París – 11.07.2026: Franck Sorbier, desde hace décadas una voz fiable de la Haute Couture parisina, ha ampliado esta temporada su territorio creativo y presentado un cosmos olfativo que proviene claramente del atelier. La presentación siguió de inmediato a la de su colección couture para el verano de 2026 y pareció la continuación sensorial de la misma intención: tejido como texto, perfume como tono.
Sorbier explora en sus diseños desde siempre el límite entre escultura y vestido; ahora traslada la misma lógica de taller a la perfumería. La nueva línea olfativa lleva gestos de trabajo manual: composiciones que recuerdan más a una fina ensambladura de materiales naturales que a fórmulas pulidas industrialmente para bestsellers. Con ello, la maison se posiciona deliberadamente en ese segmento que los grandes nombres de la couture han descubierto últimamente.
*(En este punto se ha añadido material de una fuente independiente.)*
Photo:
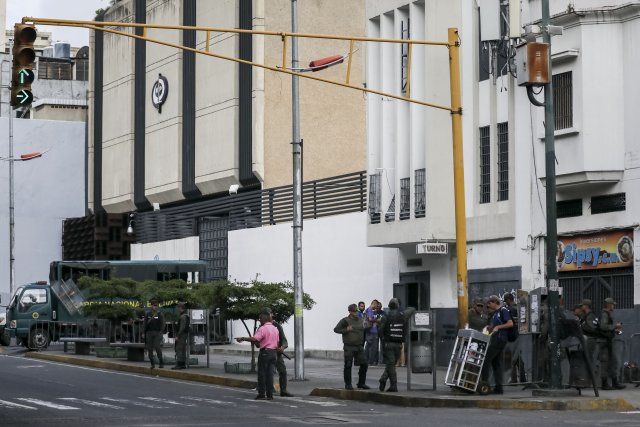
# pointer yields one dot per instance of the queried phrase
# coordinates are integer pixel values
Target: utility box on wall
(532, 64)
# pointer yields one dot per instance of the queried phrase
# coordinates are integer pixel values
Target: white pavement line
(7, 404)
(168, 401)
(91, 403)
(316, 402)
(47, 404)
(212, 401)
(133, 402)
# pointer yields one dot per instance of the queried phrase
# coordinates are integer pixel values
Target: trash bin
(421, 357)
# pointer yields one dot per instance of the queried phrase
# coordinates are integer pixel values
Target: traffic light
(24, 55)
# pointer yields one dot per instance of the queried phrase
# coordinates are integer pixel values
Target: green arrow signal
(25, 76)
(24, 97)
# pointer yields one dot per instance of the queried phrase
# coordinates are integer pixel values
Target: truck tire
(38, 339)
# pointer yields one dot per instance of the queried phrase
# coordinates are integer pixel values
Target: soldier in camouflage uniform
(352, 330)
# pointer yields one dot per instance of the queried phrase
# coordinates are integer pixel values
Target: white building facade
(410, 154)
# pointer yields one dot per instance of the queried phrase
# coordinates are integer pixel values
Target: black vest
(394, 327)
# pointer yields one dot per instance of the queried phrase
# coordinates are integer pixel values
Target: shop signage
(432, 248)
(596, 251)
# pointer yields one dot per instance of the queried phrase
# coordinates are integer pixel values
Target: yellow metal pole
(349, 62)
(284, 52)
(408, 94)
(458, 178)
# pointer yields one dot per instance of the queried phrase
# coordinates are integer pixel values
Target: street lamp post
(296, 144)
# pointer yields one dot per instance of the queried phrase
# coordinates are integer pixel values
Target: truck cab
(32, 312)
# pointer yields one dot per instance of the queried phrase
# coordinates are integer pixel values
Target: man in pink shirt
(266, 337)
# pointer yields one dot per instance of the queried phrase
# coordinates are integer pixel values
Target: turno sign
(432, 248)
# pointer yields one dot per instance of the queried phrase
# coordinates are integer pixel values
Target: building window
(374, 198)
(54, 69)
(404, 58)
(485, 166)
(82, 69)
(391, 211)
(503, 161)
(563, 100)
(608, 203)
(569, 208)
(420, 194)
(405, 198)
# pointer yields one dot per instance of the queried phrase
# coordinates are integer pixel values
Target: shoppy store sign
(596, 251)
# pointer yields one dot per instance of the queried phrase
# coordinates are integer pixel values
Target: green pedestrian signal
(24, 55)
(25, 76)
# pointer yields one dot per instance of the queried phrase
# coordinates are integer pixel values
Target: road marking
(7, 404)
(47, 404)
(133, 402)
(213, 401)
(91, 403)
(169, 401)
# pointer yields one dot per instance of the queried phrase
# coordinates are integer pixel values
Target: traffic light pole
(12, 239)
(296, 145)
(552, 227)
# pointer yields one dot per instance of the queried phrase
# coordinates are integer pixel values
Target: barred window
(485, 167)
(405, 198)
(391, 211)
(54, 69)
(609, 203)
(503, 161)
(404, 55)
(563, 100)
(374, 198)
(420, 195)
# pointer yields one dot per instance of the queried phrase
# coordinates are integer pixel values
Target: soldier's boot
(282, 380)
(362, 377)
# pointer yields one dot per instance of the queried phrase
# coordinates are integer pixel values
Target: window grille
(391, 212)
(420, 194)
(404, 59)
(569, 208)
(374, 198)
(54, 69)
(608, 203)
(82, 69)
(503, 161)
(563, 100)
(405, 198)
(485, 167)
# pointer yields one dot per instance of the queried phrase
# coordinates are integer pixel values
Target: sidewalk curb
(533, 404)
(164, 373)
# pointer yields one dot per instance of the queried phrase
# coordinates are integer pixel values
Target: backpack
(512, 332)
(394, 327)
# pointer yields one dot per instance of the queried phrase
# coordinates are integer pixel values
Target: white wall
(47, 190)
(338, 269)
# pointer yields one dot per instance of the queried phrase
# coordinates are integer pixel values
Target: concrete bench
(82, 345)
(135, 350)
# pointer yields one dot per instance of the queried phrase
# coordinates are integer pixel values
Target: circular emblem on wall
(159, 92)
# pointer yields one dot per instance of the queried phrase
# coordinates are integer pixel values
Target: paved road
(42, 393)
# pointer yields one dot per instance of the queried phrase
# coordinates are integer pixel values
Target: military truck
(42, 312)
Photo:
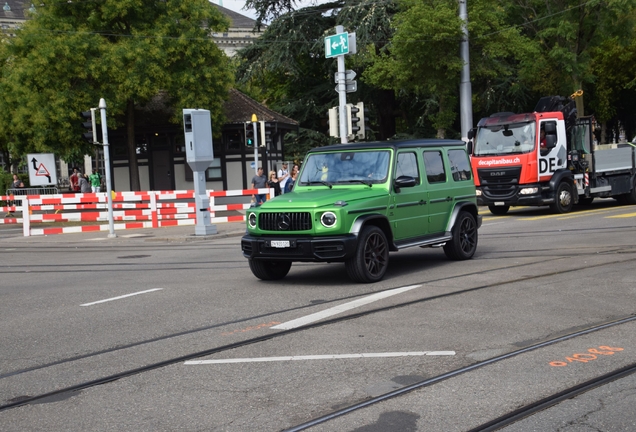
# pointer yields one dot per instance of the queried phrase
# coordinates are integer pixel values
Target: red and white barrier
(138, 209)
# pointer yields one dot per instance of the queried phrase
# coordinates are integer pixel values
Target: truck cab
(516, 157)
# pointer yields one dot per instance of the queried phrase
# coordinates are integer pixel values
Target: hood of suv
(324, 197)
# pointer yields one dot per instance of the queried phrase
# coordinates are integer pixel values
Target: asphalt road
(205, 346)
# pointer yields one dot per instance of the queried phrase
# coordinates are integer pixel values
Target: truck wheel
(464, 242)
(269, 270)
(630, 197)
(499, 210)
(371, 258)
(563, 199)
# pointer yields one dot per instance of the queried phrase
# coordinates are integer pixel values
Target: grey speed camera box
(197, 128)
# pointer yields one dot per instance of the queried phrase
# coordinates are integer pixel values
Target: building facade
(161, 149)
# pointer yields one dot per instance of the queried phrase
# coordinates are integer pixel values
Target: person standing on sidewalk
(96, 181)
(83, 184)
(283, 177)
(74, 180)
(259, 181)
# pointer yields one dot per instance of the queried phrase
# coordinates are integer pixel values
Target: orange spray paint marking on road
(591, 354)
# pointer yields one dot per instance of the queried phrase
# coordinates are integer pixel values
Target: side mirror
(404, 181)
(550, 141)
(550, 128)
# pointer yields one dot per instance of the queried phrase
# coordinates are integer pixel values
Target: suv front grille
(288, 221)
(499, 182)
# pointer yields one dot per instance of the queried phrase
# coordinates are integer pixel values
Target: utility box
(197, 129)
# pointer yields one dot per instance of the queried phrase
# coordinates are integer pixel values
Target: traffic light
(249, 134)
(362, 124)
(353, 120)
(90, 125)
(266, 134)
(356, 121)
(250, 138)
(334, 122)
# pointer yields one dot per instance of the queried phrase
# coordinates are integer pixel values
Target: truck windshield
(357, 167)
(503, 139)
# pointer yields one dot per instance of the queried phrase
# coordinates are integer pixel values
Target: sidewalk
(176, 234)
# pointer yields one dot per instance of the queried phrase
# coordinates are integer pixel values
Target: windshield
(513, 138)
(367, 167)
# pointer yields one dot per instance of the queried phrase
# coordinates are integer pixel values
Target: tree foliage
(409, 65)
(71, 54)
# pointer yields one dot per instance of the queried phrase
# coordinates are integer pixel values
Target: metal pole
(254, 123)
(109, 198)
(465, 89)
(342, 94)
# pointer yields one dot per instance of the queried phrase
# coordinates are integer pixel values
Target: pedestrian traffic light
(334, 122)
(249, 134)
(265, 134)
(90, 125)
(362, 124)
(353, 120)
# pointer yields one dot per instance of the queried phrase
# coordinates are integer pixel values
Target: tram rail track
(508, 418)
(219, 349)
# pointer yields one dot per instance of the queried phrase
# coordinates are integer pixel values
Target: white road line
(320, 357)
(342, 308)
(121, 297)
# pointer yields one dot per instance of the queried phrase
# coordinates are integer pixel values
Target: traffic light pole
(109, 198)
(342, 94)
(254, 125)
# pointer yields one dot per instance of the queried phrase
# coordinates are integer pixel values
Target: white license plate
(279, 243)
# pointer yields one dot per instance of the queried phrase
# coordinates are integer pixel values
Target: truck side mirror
(550, 141)
(550, 128)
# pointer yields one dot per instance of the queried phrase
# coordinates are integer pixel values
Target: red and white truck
(548, 158)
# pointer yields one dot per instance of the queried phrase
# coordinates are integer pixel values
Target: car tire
(563, 199)
(630, 197)
(499, 210)
(585, 200)
(269, 270)
(464, 242)
(371, 257)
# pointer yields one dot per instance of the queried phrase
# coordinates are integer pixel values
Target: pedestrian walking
(259, 181)
(96, 181)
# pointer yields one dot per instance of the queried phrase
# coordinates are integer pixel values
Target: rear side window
(434, 166)
(460, 167)
(407, 166)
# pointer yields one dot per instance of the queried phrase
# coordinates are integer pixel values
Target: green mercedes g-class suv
(355, 203)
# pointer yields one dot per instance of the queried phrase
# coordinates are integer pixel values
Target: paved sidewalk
(168, 234)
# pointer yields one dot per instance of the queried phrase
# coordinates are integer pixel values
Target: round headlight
(328, 219)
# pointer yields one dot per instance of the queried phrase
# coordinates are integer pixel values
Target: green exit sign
(337, 45)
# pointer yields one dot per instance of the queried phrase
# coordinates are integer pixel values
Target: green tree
(286, 67)
(130, 52)
(423, 59)
(567, 35)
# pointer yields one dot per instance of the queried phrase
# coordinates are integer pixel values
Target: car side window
(434, 166)
(460, 167)
(407, 166)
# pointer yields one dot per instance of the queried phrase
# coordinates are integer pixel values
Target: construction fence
(131, 210)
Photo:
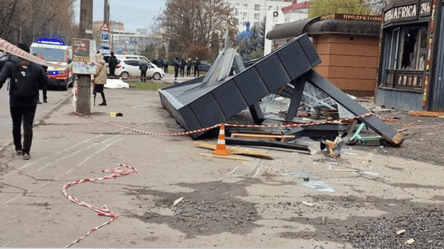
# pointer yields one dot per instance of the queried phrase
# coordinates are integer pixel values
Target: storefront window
(405, 57)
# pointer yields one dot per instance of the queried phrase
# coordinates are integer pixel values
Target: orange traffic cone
(220, 147)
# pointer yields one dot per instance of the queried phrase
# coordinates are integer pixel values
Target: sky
(133, 13)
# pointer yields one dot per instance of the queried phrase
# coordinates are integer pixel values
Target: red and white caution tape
(392, 121)
(102, 211)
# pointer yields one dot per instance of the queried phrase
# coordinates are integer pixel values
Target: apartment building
(254, 11)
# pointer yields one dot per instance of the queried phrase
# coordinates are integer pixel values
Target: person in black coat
(189, 65)
(196, 67)
(143, 68)
(112, 62)
(176, 67)
(182, 67)
(165, 66)
(23, 108)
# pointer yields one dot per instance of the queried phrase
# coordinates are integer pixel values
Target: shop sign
(401, 13)
(425, 9)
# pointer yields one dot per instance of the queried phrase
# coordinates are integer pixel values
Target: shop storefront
(411, 58)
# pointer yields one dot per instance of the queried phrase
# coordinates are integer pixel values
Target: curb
(37, 123)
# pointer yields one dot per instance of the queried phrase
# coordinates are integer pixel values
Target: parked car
(130, 68)
(204, 66)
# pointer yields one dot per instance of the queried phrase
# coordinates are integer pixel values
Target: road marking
(234, 170)
(99, 152)
(13, 199)
(60, 159)
(258, 168)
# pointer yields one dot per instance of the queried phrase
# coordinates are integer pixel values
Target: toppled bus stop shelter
(201, 103)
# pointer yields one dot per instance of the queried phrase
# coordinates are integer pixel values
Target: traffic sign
(105, 36)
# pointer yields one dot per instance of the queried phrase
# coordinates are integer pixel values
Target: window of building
(404, 59)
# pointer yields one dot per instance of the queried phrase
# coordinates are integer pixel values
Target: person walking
(182, 67)
(196, 67)
(165, 66)
(43, 88)
(25, 78)
(189, 65)
(176, 67)
(99, 79)
(143, 68)
(112, 62)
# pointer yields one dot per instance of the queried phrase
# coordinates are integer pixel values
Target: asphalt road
(253, 203)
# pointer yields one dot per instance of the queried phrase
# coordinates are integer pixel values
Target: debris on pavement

Los perfumes no hablan solo de materias primas, sino de personajes: mujeres independientes y viajeras, a las que Sorbier alude como referencia. Estas señas están dibujadas de forma literaria, con notas de salida que se posan como velos y un fondo que fija el atelier como recuerdo. Precisamente esa conexión entre narración y material hace plausible y acorde al estilo el paso hacia la Haute Parfumerie.
A nivel institucional, la iniciativa es habitual en el mercado: las casas de diseño vinculan sus valores con productos de nicho frágiles, refuerzan la marca y alcanzan nuevos coleccionistas. La presentación de Sorbier tuvo lugar en el contexto de las semanas de la moda de París y fue percibida tanto por la Fédération de la Haute Couture como por el entorno del atelier. Eso otorga al proyecto credibilidad más allá de una mera diversificación.
Estéticamente, Sorbier se mantiene fiel a su credo: una monumentalidad íntima que celebra la artesanía. El frasco, según el material adjunto, evita emblemas llamativos en favor de un lenguaje formal reducido, casi precioso. Decisiones así señalan que no se trata de curvas de ventas rápidas, sino de una construcción de marca a más largo plazo.
Para el mundo del perfume, el paso es otra señal de que la Haute Couture aprovecha su capacidad narrativa para ocupar nichos olfativos. El enfoque de Sorbier no es una confesión de nostalgia, sino una invitación a leer el modo familiar del taller como laboratorio de nuevas experiencias sensoriales. Una cosa es construir vestidos; otra, componer atmósferas.
Al final queda la tentación de ponerse las piezas y oler los perfumes: la unión de forma y aroma de Sorbier se presenta como una oferta para quienes quieren la moda no solo para ver, sino también para respirar.
Fuentes
- Franceinfo (nota de artículo aportada por el usuario)
- Fédération de la Haute Couture et de la Mode (FHCM)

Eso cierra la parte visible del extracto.